Politique

De Gucht, l’autre Belge

Mis à jour le 9 septembre 2009 à 16:23

« Nous sommes des gens qui ont l’habitude d’appeler un chat un chat, et une carpe une carpe. Et de ne pas prendre une carpe pour un lapin. » C’est sous la forme de ce portrait chinois que, le 1er septembre, Louis Michel a vanté les qualités de son compatriote et successeur, Karel De Gucht, 55 ans. Ce jour-là, le nouveau commissaire au Développement et à l’Aide humanitaire passait son audition devant le Parlement européen. Un exercice dont le libéral flamand, réputé pour son franc-parler, s’est globalement bien tiré, malgré les pièges que les eurodéputés n’ont pas manqué de lui tendre. La socialiste belge Véronique De Keyser lui a ainsi demandé s’il se laisserait à nouveau aller à des « dérapages diplomatiques incontrôlés », allusion à ses propos de 2004 fustigeant le manque de crédibilité des hommes politiques congolais. « Je peux essayer. Quand on dit la vérité, il y a des gens qui réagissent », a-t-il rétorqué. Et de préciser qu’avant de dire publiquement ce qu’il pensait de la classe politique de ce pays, il en avait fait part, en tête à tête, au président Joseph Kabila.

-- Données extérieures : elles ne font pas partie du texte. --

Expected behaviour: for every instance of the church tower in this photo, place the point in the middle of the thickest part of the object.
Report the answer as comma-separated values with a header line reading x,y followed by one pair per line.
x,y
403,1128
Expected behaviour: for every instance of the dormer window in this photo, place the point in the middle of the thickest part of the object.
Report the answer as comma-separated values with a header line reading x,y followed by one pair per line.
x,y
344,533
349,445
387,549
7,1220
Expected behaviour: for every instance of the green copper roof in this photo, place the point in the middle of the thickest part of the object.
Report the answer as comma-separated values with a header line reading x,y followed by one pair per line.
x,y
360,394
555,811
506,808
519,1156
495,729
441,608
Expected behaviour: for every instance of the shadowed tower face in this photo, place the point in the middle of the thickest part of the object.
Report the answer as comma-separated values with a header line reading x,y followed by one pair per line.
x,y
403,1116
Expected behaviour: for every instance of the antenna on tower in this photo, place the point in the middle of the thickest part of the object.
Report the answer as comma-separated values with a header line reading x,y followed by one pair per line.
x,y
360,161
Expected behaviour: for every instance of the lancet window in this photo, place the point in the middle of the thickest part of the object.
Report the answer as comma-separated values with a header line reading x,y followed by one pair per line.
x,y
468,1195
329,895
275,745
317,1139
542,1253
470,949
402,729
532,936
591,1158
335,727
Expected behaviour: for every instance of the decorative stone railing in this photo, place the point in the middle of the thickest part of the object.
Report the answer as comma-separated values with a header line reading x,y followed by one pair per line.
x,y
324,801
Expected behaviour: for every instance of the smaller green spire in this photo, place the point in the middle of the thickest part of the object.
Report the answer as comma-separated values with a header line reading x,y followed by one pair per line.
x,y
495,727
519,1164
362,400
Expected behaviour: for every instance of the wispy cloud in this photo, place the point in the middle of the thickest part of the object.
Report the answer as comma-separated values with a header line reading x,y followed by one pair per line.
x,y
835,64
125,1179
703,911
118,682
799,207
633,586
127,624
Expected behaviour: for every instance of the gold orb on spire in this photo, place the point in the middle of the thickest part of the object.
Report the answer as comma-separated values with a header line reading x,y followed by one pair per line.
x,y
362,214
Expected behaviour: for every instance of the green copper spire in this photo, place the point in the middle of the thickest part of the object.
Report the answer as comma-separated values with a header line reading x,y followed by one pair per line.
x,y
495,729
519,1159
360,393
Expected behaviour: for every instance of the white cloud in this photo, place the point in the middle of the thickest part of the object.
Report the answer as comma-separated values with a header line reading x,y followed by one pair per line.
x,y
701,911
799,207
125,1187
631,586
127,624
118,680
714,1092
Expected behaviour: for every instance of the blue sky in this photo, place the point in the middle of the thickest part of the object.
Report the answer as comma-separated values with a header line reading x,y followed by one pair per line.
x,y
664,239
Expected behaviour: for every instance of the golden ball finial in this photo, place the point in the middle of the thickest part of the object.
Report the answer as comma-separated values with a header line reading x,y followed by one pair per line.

De Gucht a par ailleurs affirmé son intention d’agir au Congo pour lutter contre les violences sexuelles faites aux femmes et contre le commerce minier illicite, qui nourrit les réseaux criminels. Il s’est également engagé en faveur du maintien de l’aide au développement en cette période de crise.

En libéral convaincu, il s’est fait l’avocat des accords de partenariat prônant le libre-échange avec les pays ACP (Afrique-Caraïbes-Pacifique). Et a lancé un avertissement à Pékin : « La Chine peut apporter son concours en Afrique, mais il faut qu’elle respecte le cadre international. » Même fermeté affichée sur la question des droits de l’homme. De Gucht a rappelé que les Occidentaux avaient réduit leur aide financière au Rwanda avant que Kigali ne lâche la rébellion de Laurent Nkunda, dans l’est du Congo.

Président du Parti libéral flamand de 1999 à 2004, De Gucht passe pour un homme fidèle à ses convictions et peu enclin à composer. Impression confirmée lors de l’audition du 1er septembre. Ancien ministre des Affaires étrangères, il connaît ses dossiers internationaux sur le bout des doigts et s’est acquis une réputation de travailleur acharné.